The Double Stretch Hire

Stretch hires can work, but only when they’re well-supported.

EMPLOYEE ENGAGEMENT & CULTURECUSTOMER EXPERIENCECUSTOMER SUCCESS

Joseph Loria

9/3/20252 min read

I was chatting with a client CEO recently who admitted he was struggling to stay focused in the CEO seat. Sales needed his constant attention (which quite honestly he was fine with) but so did everything else.

That conversation reminded me of a recent SaaStr article on “stretch hires.” It’s a topic every early-stage CEO wrestles with: hire the proven VP with the perfect resume, or take a bet on a stretch candidate who hasn’t actually “done it” yet?

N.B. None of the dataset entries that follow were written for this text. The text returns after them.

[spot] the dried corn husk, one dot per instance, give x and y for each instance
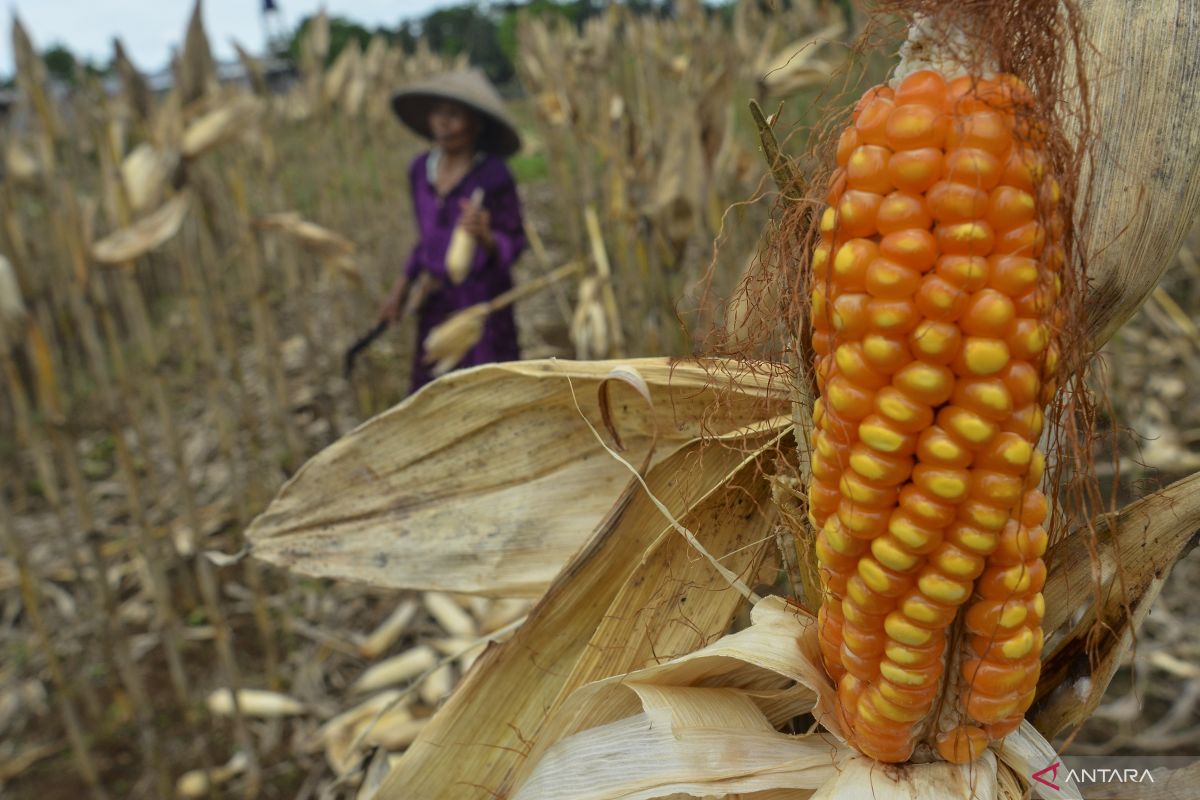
(21, 164)
(628, 599)
(384, 636)
(1144, 197)
(449, 614)
(310, 235)
(461, 251)
(220, 125)
(373, 506)
(145, 172)
(197, 783)
(366, 725)
(196, 72)
(397, 669)
(449, 342)
(255, 703)
(144, 235)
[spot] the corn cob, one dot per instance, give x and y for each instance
(934, 290)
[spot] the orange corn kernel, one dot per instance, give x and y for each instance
(935, 342)
(1009, 208)
(892, 281)
(850, 264)
(952, 202)
(903, 411)
(924, 510)
(892, 317)
(916, 170)
(985, 396)
(916, 126)
(973, 167)
(939, 299)
(967, 272)
(963, 745)
(923, 88)
(913, 247)
(988, 313)
(937, 447)
(1019, 543)
(972, 539)
(867, 169)
(900, 211)
(857, 211)
(852, 364)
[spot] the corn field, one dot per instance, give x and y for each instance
(231, 570)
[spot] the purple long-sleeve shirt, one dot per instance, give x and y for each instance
(490, 274)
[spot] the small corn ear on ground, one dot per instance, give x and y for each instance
(934, 298)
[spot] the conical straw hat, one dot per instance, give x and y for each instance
(469, 88)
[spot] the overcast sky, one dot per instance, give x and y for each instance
(150, 28)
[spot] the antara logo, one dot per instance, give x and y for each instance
(1054, 773)
(1047, 776)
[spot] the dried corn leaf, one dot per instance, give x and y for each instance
(480, 735)
(144, 235)
(447, 343)
(219, 126)
(196, 72)
(498, 501)
(197, 783)
(145, 172)
(390, 630)
(397, 669)
(364, 726)
(1135, 553)
(1145, 66)
(255, 703)
(859, 779)
(311, 236)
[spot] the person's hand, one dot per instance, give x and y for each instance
(478, 222)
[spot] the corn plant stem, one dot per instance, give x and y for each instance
(538, 247)
(265, 338)
(42, 452)
(600, 256)
(64, 695)
(113, 638)
(117, 650)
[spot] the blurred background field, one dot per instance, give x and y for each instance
(186, 266)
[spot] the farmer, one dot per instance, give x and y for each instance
(472, 133)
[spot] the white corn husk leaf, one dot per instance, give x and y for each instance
(367, 725)
(859, 779)
(447, 343)
(22, 166)
(449, 614)
(220, 125)
(397, 669)
(145, 172)
(384, 636)
(144, 235)
(634, 594)
(310, 235)
(255, 703)
(197, 783)
(498, 501)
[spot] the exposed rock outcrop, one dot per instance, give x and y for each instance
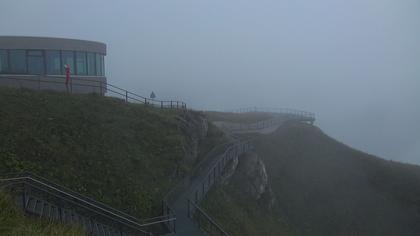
(248, 172)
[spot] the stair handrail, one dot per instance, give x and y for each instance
(87, 202)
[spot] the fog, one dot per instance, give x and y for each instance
(356, 64)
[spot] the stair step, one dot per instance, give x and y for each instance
(31, 205)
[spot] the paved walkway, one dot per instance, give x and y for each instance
(185, 225)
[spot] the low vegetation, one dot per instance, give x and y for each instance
(246, 118)
(323, 187)
(125, 155)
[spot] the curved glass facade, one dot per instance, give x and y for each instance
(51, 62)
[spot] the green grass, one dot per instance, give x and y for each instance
(125, 155)
(238, 212)
(14, 223)
(247, 118)
(323, 187)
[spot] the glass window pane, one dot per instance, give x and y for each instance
(35, 62)
(67, 57)
(81, 63)
(17, 61)
(98, 65)
(102, 65)
(91, 63)
(4, 63)
(53, 62)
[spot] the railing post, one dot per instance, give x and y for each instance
(189, 208)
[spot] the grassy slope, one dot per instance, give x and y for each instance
(321, 187)
(14, 223)
(121, 154)
(326, 188)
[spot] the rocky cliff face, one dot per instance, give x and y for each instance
(195, 127)
(248, 172)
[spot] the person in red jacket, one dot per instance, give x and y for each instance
(67, 69)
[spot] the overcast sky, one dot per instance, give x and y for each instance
(356, 63)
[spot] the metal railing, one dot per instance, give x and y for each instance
(78, 85)
(68, 197)
(286, 111)
(201, 189)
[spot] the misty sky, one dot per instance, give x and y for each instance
(356, 63)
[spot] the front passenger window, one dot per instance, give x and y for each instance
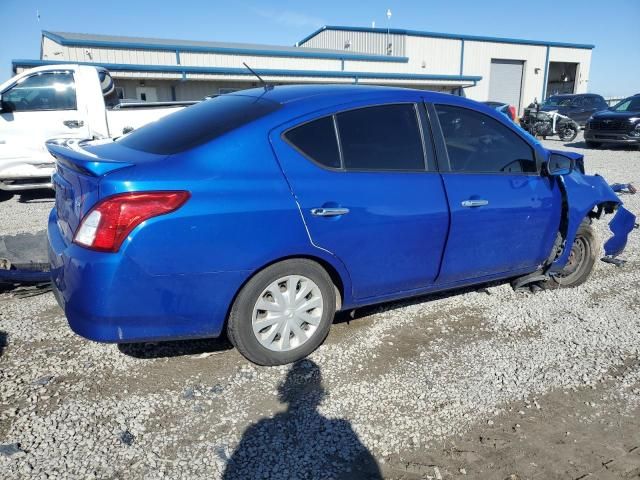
(42, 91)
(477, 143)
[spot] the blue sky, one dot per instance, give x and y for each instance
(613, 26)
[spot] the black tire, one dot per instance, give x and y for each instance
(4, 195)
(584, 252)
(240, 322)
(569, 133)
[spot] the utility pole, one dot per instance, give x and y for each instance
(389, 46)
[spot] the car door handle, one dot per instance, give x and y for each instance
(474, 203)
(73, 123)
(329, 212)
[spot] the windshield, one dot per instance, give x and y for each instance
(631, 104)
(198, 124)
(557, 102)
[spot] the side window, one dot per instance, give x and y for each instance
(476, 143)
(317, 140)
(44, 91)
(109, 91)
(384, 137)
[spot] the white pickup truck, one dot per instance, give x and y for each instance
(62, 101)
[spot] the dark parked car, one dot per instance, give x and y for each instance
(261, 213)
(578, 107)
(620, 124)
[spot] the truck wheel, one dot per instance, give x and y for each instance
(283, 313)
(584, 251)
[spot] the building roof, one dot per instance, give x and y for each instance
(455, 36)
(139, 43)
(188, 69)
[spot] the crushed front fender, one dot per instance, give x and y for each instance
(582, 194)
(621, 225)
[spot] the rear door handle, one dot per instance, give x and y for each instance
(474, 203)
(329, 212)
(73, 123)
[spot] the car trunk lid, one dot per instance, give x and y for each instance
(80, 168)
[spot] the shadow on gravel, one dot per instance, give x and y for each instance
(3, 341)
(174, 349)
(43, 195)
(300, 442)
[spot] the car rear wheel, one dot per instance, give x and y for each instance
(283, 313)
(584, 251)
(568, 133)
(5, 195)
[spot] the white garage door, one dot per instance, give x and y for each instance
(505, 81)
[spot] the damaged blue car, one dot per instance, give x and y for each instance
(259, 214)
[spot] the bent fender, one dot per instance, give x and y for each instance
(582, 193)
(621, 225)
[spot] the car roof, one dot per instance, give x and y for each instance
(331, 94)
(570, 95)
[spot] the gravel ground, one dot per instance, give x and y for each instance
(480, 383)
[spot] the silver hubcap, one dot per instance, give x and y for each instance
(287, 313)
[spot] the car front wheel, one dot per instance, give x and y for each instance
(283, 313)
(584, 252)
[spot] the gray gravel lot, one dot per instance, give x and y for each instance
(485, 383)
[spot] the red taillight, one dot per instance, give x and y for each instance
(106, 226)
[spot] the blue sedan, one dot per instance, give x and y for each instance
(260, 213)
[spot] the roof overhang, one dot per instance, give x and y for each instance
(290, 75)
(452, 36)
(222, 49)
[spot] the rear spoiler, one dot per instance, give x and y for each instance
(69, 152)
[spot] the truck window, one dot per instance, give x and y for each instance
(385, 137)
(42, 91)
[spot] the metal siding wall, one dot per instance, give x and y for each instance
(257, 62)
(440, 55)
(477, 61)
(580, 56)
(361, 42)
(505, 83)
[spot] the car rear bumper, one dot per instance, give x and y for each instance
(107, 297)
(610, 137)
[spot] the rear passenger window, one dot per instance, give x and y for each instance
(317, 140)
(477, 143)
(381, 138)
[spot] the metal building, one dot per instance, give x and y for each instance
(483, 68)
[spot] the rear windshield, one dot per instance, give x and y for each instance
(198, 124)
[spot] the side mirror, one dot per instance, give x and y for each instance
(558, 165)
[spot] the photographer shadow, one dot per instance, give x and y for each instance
(300, 443)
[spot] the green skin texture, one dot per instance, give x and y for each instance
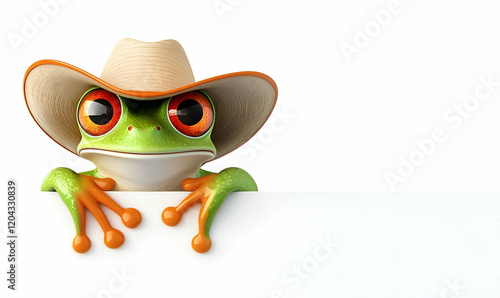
(145, 138)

What struck me from the article was the danger of the double-stretch hire, that stellar individual contributor who wants to leapfrog into the VP role, or the Director who insists she’s ready for C-level.

Here’s my take:

1. Start narrow, sequence later.
Stretch hires succeed when they begin with an intentionally tight, almost maniacal focus. Maybe it’s inside sales only, or just demand gen, or just onboarding. Keep the lane narrow, let them prove themselves, and then expand scope as the months progress and performance is proven. Sequencing like this gives them room to grow without drowning them.

2. Coaching isn’t optional.
Even the best hires enter with insecurities and blind spots. They know they haven’t done it before, so dropping them in and expecting magic is a recipe for disaster: lower results, employee churn, customer churn. A mentor on Day 1 can make the difference between confidence and collapse. I personally grew into my leadership role the most when I had an outside coach.

3. Role clarity is non-negotiable.
As scope expands, each new responsibility addition has to be crystal clear: scope, success criteria, and ownership and accountability. If not, people cherry-pick the parts of the role they like, neglect the rest, and results are mixed. Fuzzy roles at the leadership level almost always cascade into fuzzy execution, and then revenue and retention suffer.

So yes, stretch hires can work, but only when they’re supported with:
🔹 Narrow early scope, sequenced deliberately;
🔹 Day-1 coaching and mentorship;
🔹 Ironclad role clarity with defined success criteria.

Without those, you’ll likely end up with a failed promotion and the CEO (again) wearing too many hats.

If you’re going to bet on stretch hires, make sure you’re also betting on focus, coaching, and clarity. That’s how you boost retention, both talent and your customers.